For more practice in articulating spatial edges, planar corners, and surface lines, apply a hierarchy of line weights to any of the paraline views executed in Exercises 7.4 through 7.8.
The casting of shade and shadows in a paraline drawing enhances our perception of the three-dimensional nature of volumes and masses and articulates their spatial relationships. In addition, the tonal values used in rendering shades and shadows can help differentiate between vertical, horizontal, and sloping planes. For the basic concepts and terminology of shade and shadows, refer back to Chapter 6.
It is convenient to visualize the three-dimensional relationships between light rays, shade lines, and cast shadows in paraline views because they are pictorial in nature and display the three major spatial axes simultaneously. In addition, parallel light rays and their bearing directions remain parallel in a paraline drawing.
In order to construct shade and shadows, it is necessary to assume a source and direction of light. Deciding on a direction of light is a problem in composition as well as communication. Remember that cast shadows should clarify rather than confuse the nature of the forms and their spatial relationships. The lower the angle of light, the deeper the shadows; the steeper the angle, the shallower the shadows. In any case, the resulting shadow patterns should not conceal more than they reveal about the forms being depicted.
Occasionally it may be desirable to determine the actual conditions of light, shade, and shadow. For example, when studying the effects of solar radiation and shadow patterns on thermal comfort and energy conservation, it is necessary to construct shades and shadows using the actual sun angles for specific times and dates of the year.
For ease of construction, the bearing direction of the light rays is often parallel with the picture plane and emanates from either the observer’s left or right.

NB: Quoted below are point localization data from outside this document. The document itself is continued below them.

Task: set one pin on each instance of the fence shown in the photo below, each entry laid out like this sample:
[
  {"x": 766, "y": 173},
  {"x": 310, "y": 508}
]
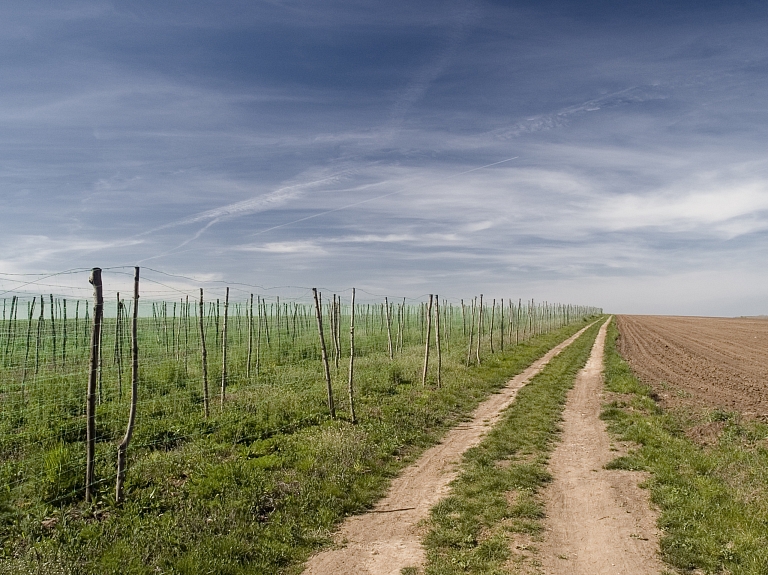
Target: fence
[{"x": 232, "y": 361}]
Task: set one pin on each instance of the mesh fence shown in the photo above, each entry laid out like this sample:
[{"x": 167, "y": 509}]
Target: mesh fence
[{"x": 265, "y": 376}]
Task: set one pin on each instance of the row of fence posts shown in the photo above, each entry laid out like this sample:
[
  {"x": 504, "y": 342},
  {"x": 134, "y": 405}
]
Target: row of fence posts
[{"x": 431, "y": 316}]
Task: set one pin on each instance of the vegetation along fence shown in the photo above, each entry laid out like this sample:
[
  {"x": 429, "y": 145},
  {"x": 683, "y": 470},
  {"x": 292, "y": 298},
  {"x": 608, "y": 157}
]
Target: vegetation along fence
[{"x": 98, "y": 380}]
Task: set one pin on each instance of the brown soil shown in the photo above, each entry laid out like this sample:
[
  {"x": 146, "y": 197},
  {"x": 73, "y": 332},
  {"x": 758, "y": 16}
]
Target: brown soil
[
  {"x": 598, "y": 521},
  {"x": 388, "y": 539},
  {"x": 697, "y": 361}
]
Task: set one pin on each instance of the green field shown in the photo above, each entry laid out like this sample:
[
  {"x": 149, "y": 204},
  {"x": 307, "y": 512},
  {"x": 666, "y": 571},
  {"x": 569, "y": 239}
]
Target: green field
[{"x": 258, "y": 484}]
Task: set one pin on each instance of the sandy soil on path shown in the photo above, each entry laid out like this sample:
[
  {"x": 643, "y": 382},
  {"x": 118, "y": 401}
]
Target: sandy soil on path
[
  {"x": 598, "y": 521},
  {"x": 700, "y": 361},
  {"x": 387, "y": 539}
]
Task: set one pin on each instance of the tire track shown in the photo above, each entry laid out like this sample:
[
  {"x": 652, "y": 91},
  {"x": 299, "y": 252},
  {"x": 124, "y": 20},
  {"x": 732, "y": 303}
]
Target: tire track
[
  {"x": 387, "y": 539},
  {"x": 598, "y": 521}
]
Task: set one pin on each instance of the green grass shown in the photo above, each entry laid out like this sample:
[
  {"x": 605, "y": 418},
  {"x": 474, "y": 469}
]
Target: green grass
[
  {"x": 713, "y": 499},
  {"x": 253, "y": 489},
  {"x": 495, "y": 498}
]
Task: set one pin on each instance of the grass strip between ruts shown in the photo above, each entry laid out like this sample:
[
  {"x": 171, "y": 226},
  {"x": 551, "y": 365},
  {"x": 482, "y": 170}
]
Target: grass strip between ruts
[
  {"x": 713, "y": 498},
  {"x": 495, "y": 501}
]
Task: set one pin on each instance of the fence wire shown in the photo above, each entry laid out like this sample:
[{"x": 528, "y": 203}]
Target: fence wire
[{"x": 272, "y": 378}]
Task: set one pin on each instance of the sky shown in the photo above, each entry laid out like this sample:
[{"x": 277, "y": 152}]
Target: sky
[{"x": 601, "y": 153}]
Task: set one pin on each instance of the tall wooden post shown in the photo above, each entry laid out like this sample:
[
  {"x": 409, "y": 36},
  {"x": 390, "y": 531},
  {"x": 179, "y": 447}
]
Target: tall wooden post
[
  {"x": 250, "y": 341},
  {"x": 479, "y": 328},
  {"x": 224, "y": 350},
  {"x": 319, "y": 314},
  {"x": 389, "y": 329},
  {"x": 204, "y": 356},
  {"x": 426, "y": 347},
  {"x": 90, "y": 403},
  {"x": 352, "y": 360},
  {"x": 122, "y": 449},
  {"x": 437, "y": 341}
]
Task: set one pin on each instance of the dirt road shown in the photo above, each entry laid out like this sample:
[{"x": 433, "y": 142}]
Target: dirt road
[
  {"x": 598, "y": 521},
  {"x": 387, "y": 539},
  {"x": 700, "y": 361}
]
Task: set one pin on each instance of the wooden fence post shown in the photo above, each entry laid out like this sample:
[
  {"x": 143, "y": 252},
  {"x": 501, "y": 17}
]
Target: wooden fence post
[
  {"x": 204, "y": 355},
  {"x": 90, "y": 405},
  {"x": 250, "y": 341},
  {"x": 479, "y": 328},
  {"x": 426, "y": 347},
  {"x": 123, "y": 447},
  {"x": 389, "y": 329},
  {"x": 224, "y": 350},
  {"x": 437, "y": 340},
  {"x": 352, "y": 360},
  {"x": 319, "y": 314}
]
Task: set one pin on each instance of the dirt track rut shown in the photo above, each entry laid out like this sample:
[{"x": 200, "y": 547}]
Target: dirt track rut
[
  {"x": 598, "y": 521},
  {"x": 387, "y": 539}
]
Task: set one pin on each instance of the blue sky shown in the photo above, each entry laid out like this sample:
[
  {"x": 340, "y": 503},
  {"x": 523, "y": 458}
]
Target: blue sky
[{"x": 604, "y": 153}]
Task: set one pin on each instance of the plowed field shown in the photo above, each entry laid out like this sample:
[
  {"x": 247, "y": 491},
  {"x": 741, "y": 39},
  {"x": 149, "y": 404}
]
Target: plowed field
[{"x": 715, "y": 362}]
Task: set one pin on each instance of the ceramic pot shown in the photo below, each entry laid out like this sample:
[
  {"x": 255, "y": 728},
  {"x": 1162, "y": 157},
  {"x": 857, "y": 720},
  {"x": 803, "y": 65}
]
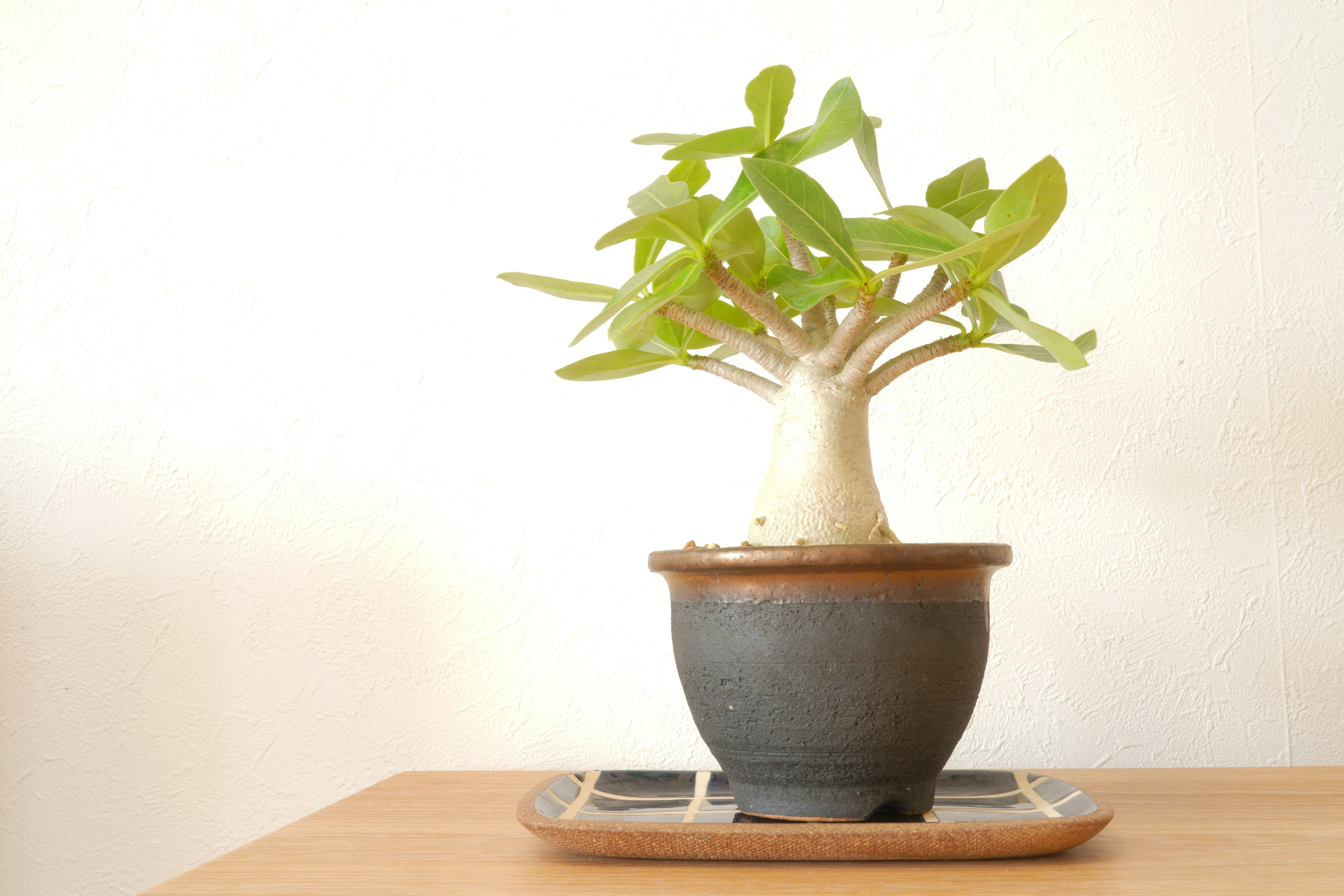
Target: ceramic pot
[{"x": 831, "y": 680}]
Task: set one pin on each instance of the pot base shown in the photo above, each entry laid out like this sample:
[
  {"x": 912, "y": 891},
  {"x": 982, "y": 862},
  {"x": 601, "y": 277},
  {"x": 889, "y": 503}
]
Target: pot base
[
  {"x": 835, "y": 680},
  {"x": 802, "y": 803}
]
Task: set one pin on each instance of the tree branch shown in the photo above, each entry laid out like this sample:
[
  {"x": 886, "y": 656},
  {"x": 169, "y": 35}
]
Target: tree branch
[
  {"x": 889, "y": 287},
  {"x": 747, "y": 379},
  {"x": 906, "y": 362},
  {"x": 857, "y": 322},
  {"x": 763, "y": 354},
  {"x": 791, "y": 336},
  {"x": 920, "y": 311},
  {"x": 814, "y": 319}
]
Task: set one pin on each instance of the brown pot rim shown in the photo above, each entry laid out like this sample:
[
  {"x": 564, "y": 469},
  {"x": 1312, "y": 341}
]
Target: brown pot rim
[{"x": 888, "y": 556}]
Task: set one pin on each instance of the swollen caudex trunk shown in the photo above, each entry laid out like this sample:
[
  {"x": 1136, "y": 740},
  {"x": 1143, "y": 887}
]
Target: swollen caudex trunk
[{"x": 819, "y": 488}]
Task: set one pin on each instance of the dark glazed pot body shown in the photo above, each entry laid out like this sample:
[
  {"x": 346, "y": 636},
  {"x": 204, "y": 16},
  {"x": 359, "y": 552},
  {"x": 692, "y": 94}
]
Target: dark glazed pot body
[{"x": 832, "y": 680}]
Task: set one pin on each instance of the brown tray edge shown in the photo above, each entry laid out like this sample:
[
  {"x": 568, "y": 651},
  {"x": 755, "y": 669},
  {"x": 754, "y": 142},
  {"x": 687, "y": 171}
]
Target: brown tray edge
[{"x": 823, "y": 841}]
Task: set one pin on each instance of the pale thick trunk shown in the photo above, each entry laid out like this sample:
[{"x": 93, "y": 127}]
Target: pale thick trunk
[{"x": 819, "y": 488}]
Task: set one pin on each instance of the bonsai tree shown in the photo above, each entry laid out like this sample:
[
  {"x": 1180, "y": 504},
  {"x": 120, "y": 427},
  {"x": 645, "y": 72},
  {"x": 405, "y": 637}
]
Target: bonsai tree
[{"x": 709, "y": 274}]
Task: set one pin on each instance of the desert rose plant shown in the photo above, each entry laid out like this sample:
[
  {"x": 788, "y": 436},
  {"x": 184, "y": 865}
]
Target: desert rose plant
[{"x": 709, "y": 274}]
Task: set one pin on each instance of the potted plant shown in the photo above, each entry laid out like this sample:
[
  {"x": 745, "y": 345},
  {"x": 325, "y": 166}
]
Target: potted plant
[{"x": 830, "y": 668}]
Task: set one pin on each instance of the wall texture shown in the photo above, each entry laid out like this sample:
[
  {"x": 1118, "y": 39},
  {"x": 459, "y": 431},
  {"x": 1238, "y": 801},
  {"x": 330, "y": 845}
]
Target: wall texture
[{"x": 291, "y": 502}]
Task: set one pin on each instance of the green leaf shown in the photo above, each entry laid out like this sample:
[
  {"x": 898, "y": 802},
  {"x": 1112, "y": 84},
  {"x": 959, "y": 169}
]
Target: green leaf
[
  {"x": 961, "y": 252},
  {"x": 838, "y": 121},
  {"x": 624, "y": 335},
  {"x": 693, "y": 174},
  {"x": 972, "y": 207},
  {"x": 776, "y": 250},
  {"x": 1061, "y": 348},
  {"x": 890, "y": 236},
  {"x": 803, "y": 289},
  {"x": 663, "y": 140},
  {"x": 721, "y": 144},
  {"x": 768, "y": 99},
  {"x": 866, "y": 141},
  {"x": 742, "y": 195},
  {"x": 639, "y": 312},
  {"x": 632, "y": 287},
  {"x": 806, "y": 209},
  {"x": 560, "y": 288},
  {"x": 646, "y": 250},
  {"x": 958, "y": 183},
  {"x": 745, "y": 232},
  {"x": 679, "y": 224},
  {"x": 733, "y": 315},
  {"x": 933, "y": 221},
  {"x": 662, "y": 194},
  {"x": 613, "y": 366},
  {"x": 1040, "y": 194},
  {"x": 1085, "y": 343}
]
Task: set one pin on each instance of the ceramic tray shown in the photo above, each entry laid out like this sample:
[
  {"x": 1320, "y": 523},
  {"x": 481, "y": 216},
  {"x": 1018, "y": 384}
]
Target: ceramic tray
[{"x": 691, "y": 814}]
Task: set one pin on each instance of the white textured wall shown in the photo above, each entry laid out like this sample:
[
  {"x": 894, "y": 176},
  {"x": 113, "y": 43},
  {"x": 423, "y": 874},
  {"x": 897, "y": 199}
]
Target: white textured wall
[{"x": 291, "y": 500}]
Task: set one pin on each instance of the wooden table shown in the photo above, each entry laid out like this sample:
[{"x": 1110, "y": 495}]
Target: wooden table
[{"x": 1176, "y": 831}]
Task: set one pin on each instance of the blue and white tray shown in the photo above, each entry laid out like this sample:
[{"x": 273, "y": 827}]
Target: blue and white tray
[{"x": 691, "y": 814}]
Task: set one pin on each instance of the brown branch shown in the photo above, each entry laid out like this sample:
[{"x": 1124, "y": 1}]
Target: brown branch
[
  {"x": 753, "y": 347},
  {"x": 923, "y": 309},
  {"x": 798, "y": 250},
  {"x": 814, "y": 319},
  {"x": 906, "y": 362},
  {"x": 932, "y": 288},
  {"x": 747, "y": 379},
  {"x": 889, "y": 287},
  {"x": 857, "y": 322},
  {"x": 791, "y": 336}
]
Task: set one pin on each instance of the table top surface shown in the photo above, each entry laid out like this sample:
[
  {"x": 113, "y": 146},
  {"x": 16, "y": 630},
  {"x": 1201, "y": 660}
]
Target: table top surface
[{"x": 1176, "y": 831}]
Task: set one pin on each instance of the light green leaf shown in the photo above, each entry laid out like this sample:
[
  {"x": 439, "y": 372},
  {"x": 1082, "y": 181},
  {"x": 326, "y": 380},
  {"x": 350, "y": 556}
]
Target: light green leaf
[
  {"x": 646, "y": 250},
  {"x": 958, "y": 183},
  {"x": 632, "y": 287},
  {"x": 663, "y": 140},
  {"x": 1040, "y": 194},
  {"x": 1061, "y": 348},
  {"x": 639, "y": 312},
  {"x": 1085, "y": 343},
  {"x": 742, "y": 195},
  {"x": 623, "y": 335},
  {"x": 682, "y": 338},
  {"x": 679, "y": 224},
  {"x": 776, "y": 250},
  {"x": 742, "y": 232},
  {"x": 889, "y": 236},
  {"x": 838, "y": 121},
  {"x": 803, "y": 290},
  {"x": 806, "y": 209},
  {"x": 613, "y": 366},
  {"x": 733, "y": 315},
  {"x": 972, "y": 207},
  {"x": 693, "y": 174},
  {"x": 662, "y": 194},
  {"x": 721, "y": 144},
  {"x": 560, "y": 288},
  {"x": 866, "y": 141},
  {"x": 933, "y": 221},
  {"x": 961, "y": 252},
  {"x": 768, "y": 97}
]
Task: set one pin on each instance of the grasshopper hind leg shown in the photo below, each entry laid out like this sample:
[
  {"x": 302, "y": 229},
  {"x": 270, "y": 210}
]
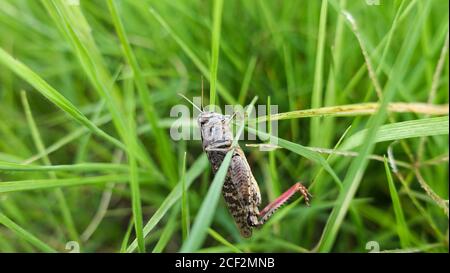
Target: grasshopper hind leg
[{"x": 270, "y": 209}]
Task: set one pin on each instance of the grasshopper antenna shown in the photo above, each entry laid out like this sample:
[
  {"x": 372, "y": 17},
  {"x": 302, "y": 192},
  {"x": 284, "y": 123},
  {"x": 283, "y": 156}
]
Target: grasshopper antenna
[
  {"x": 184, "y": 97},
  {"x": 232, "y": 116},
  {"x": 201, "y": 103}
]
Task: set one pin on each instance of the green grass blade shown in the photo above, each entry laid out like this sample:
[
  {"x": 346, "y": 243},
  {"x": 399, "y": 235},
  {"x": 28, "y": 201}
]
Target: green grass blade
[
  {"x": 215, "y": 46},
  {"x": 220, "y": 88},
  {"x": 196, "y": 169},
  {"x": 126, "y": 238},
  {"x": 34, "y": 184},
  {"x": 63, "y": 206},
  {"x": 24, "y": 234},
  {"x": 223, "y": 241},
  {"x": 166, "y": 157},
  {"x": 298, "y": 149},
  {"x": 402, "y": 227},
  {"x": 317, "y": 94},
  {"x": 53, "y": 96},
  {"x": 359, "y": 164},
  {"x": 169, "y": 229},
  {"x": 185, "y": 222},
  {"x": 402, "y": 130}
]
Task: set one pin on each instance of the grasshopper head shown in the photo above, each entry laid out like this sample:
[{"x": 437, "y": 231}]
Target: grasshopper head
[{"x": 214, "y": 128}]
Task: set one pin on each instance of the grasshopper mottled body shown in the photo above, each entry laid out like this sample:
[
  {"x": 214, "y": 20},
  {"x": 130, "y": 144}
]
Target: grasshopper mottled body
[{"x": 240, "y": 189}]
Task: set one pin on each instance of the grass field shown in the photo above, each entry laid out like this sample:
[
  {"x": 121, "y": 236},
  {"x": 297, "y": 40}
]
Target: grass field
[{"x": 87, "y": 162}]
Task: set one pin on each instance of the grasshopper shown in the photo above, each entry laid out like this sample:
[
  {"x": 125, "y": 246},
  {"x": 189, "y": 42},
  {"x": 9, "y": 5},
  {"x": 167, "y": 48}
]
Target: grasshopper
[{"x": 240, "y": 189}]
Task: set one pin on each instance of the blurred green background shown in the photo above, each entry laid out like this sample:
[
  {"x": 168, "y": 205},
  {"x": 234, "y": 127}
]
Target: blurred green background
[{"x": 86, "y": 88}]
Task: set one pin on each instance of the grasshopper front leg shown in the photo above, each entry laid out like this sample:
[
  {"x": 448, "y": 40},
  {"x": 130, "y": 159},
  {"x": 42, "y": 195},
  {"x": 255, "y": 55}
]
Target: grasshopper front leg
[{"x": 269, "y": 210}]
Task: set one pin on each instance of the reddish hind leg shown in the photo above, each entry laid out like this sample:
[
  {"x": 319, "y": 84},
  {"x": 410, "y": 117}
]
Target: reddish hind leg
[{"x": 268, "y": 211}]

Consequently, the altitude of the light rays appears true in the drawing and their bearing direction remains horizontal. While the desired depth of shadows should determine the altitude of the light rays, we often use 30°, 45°, or 60° angles because of their convenience when drafting with 45° and 30°/60° triangles.
We can construct a rectangular prism to discern the direction of shadows cast by vertical and horizontal lines parallel to the major axes of a paraline drawing. From the apex of a vertical shade line, draw the direction of the light rays to meet the shadow cast by the line on a horizontal surface in the bearing direction of the light. This is the volumetric diagonal of the prism. Then construct the remaining edges of the prism parallel to the major axes of the paraline drawing.
Each of the upper horizontal edges casts onto a vertical face to which it is perpendicular a shadow in the direction of the diagonal of the face. Each casts onto a parallel vertical face a shadow that is parallel to itself.
3D modeling software typically includes the ability to specify the direction of sunlight according to the hour of the day and the time of the year, and to cast shade and shadows automatically in both paraline and perspective views. This feature can be especially useful in the schematic design phase to study the form of a building or the massing of a building complex on a site and to evaluate the impact of the shadows they cast on adjacent buildings and outdoor areas.
The digital technique for determining what surfaces are in shade and the shapes of the shadows cast in a three-dimensional image or scene is referred to as ray casting. While efficient and useful for preliminary design studies, ray casting does not take into account the way the light rays from an illuminating source are absorbed, reflected, or refracted by the surfaces of forms and spaces.
Construct the shade and shadows for the structure described in the paraline view below. Assume the parallel light rays of the sun have an altitude of 45° and a bearing direction to the right and parallel to the picture plane.
For more practice, assume the same direction of light rays and construct shade and shadows for the structure described in Exercise 7.4.